Dans Je m’appelle humain (2020) de Kim O’Bamsawin, un film documentaire portant sur la vie de Joséphine Bacon, la poétesse explique que le mot poésie n’existe pas en innu-aimun parce que la parole innue est foncièrement poétique : « Je pense qu’on n’avait pas besoin d’avoir le mot poème ou poésie dans notre langue, parce qu’on était poète. Juste à vivre en harmonie avec l’eau, avec la terre… Tu sais, dans leurs silences, c’étaient des grands poètes » (O’Bamsawin, 2020). Dans les œuvres de Joséphine Bacon et de Natasha Kanapé Fontaine, le mot poétique s’inscrit dans le silence. Celui de l’eau et de la terre, celui qui se love autour des sons émis par les voix de la tradition orale, celui des Anciennes devant l’immensité et la splendeur de Papkassiku, Massinak, Tshishikushkueu. Mais aussi les silences laissés par la trace d’une langue vouée à la disparition. Le silence du vide qui survient après les violences des écoles résidentielles, ces « forteresses éducationnelles » qui renforcent « une logique des frontières coloniales » (Smith et al., 2011, p. 54).

Si Innu veut dire humain et innu-aimun langue de l’humain, alors la poésie innue remonte à l’expression la plus sincère d’un peuple qui vit et meurt en communion avec la terre, l’eau, et les animaux, la parole et le silence, le mot et son absence, où toute frontière est une violence et toute occupation un colonialisme.

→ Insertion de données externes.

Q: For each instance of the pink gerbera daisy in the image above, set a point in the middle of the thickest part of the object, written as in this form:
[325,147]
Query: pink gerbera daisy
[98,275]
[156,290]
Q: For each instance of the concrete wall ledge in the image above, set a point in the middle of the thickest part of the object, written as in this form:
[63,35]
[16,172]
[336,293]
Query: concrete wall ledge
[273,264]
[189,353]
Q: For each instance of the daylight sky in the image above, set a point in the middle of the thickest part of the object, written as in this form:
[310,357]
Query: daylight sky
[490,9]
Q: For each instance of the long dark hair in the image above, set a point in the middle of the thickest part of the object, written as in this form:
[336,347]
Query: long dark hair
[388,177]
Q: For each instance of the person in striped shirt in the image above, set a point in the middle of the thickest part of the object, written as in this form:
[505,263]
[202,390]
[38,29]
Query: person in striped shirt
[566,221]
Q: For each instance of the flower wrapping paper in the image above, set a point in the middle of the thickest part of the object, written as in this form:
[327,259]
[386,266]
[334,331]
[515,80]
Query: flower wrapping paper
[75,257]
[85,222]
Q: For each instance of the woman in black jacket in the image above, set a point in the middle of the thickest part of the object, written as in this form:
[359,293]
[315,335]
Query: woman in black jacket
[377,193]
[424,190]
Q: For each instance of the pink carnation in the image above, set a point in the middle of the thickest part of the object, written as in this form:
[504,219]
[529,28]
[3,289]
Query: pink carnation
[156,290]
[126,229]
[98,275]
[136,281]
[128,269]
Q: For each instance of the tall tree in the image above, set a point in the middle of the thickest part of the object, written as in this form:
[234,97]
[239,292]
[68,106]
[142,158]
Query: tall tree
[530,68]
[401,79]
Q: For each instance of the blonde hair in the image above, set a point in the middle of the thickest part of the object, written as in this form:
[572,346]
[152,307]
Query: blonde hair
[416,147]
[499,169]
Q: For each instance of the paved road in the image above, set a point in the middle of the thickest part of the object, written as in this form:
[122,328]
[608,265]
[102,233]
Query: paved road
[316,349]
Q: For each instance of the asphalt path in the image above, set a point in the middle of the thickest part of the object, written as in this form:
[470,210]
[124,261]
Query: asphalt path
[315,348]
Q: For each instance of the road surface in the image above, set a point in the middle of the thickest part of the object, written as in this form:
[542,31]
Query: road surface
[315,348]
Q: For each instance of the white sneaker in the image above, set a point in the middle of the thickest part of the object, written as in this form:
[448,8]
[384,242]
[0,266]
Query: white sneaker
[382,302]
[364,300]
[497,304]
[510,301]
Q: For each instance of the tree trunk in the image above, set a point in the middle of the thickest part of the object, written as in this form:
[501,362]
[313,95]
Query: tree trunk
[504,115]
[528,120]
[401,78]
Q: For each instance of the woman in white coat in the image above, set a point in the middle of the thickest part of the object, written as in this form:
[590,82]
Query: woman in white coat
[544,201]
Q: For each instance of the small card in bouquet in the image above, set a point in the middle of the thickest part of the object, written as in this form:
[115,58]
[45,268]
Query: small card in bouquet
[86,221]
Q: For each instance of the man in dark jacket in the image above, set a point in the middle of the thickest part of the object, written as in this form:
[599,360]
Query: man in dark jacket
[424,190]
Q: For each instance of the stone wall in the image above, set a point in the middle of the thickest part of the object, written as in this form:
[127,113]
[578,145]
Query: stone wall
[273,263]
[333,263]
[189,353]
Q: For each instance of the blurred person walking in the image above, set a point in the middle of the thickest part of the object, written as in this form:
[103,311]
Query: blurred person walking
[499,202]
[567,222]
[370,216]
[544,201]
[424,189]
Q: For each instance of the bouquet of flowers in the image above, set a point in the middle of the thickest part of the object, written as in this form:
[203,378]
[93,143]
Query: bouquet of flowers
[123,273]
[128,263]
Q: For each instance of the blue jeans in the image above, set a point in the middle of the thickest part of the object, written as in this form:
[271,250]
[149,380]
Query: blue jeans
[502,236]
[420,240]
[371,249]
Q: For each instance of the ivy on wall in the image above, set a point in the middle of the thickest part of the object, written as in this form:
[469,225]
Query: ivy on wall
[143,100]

À leur place, Bacon et Kanapé Fontaine nous proposent un texte migrant sur la page blanche, des mots en mouvement, en déplacement continu, qui refusent de prendre l’espace pour s’y fixer indéfiniment. Des mots qui transitent, un temps durant, pour nous inviter à méditer et à léviter dans le silence qui les ont précédés et qui les suivront.